The UN's World Food Programme said that Yemen's Huthis detained one of its employees in the rebel-held capital Sanaa on Sunday, with more staff members feared apprehended elsewhere in the country.
"WFP's offices in Sanaa were entered by local security forces who have detained a staff member, with reports of other detentions (of staff) in other areas," the agency said in a statement to AFP.
It added that it was "urgently seeking additional information" from the Huthi authorities, who seized the capital Sanaa in 2014 and now control large parts of Yemen. A security source told AFP that seven WFP employees and three UNICEF workers were arrested on Sunday after their offices had been raided.
The WFP statement said that "the arbitrary detention of humanitarian staff is unacceptable. The safety and security of personnel is essential to carrying out life-saving humanitarian work."
Following an Israeli strike on Sanaa on Thursday that killed the Iran-backed group's prime minister, a Yemeni security source told AFP that Huthi authorities had arrested dozens of people in Sanaa and other areas "on suspicion of collaborating with Israel".
In January, the rebels detained eight UN workers, adding to dozens of UN and aid group personnel held since June 2024.
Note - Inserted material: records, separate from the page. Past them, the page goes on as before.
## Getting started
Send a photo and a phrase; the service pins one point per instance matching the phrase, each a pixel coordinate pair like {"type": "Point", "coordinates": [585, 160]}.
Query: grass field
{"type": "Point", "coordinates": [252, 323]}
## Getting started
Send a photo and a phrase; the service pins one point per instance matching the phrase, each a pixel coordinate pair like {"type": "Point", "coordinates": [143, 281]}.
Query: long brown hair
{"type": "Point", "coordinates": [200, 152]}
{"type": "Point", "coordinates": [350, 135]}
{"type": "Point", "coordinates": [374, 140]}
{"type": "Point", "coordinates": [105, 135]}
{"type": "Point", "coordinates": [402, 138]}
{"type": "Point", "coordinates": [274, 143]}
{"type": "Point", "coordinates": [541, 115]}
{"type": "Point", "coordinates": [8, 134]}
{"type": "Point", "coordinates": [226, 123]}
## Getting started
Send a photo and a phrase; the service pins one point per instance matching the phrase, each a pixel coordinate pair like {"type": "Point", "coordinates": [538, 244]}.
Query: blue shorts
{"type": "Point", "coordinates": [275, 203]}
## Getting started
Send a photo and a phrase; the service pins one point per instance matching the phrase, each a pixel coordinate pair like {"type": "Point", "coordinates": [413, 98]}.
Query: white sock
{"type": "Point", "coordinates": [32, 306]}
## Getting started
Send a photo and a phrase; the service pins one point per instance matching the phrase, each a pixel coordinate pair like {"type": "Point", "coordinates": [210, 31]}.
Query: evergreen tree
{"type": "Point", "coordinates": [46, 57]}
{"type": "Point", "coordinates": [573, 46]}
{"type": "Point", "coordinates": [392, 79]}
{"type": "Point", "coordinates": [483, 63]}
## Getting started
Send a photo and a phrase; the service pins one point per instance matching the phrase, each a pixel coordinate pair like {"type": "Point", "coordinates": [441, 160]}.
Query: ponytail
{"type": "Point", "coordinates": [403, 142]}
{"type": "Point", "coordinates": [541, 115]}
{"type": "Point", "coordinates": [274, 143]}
The Huthis claimed the June arrests included "an American-Israeli spy network" operating under the cover of humanitarian organisations -- allegations emphatically rejected by the UN.
UN Secretary-General Antonio Guterres in June demanded "their immediate and unconditional release", and lamented the "deplorable tragedy" of the death in detention of a WFP staffer earlier this year.
A decade of civil war has plunged Yemen into one of the world's worst humanitarian crises, with more than half of the population relying on aid.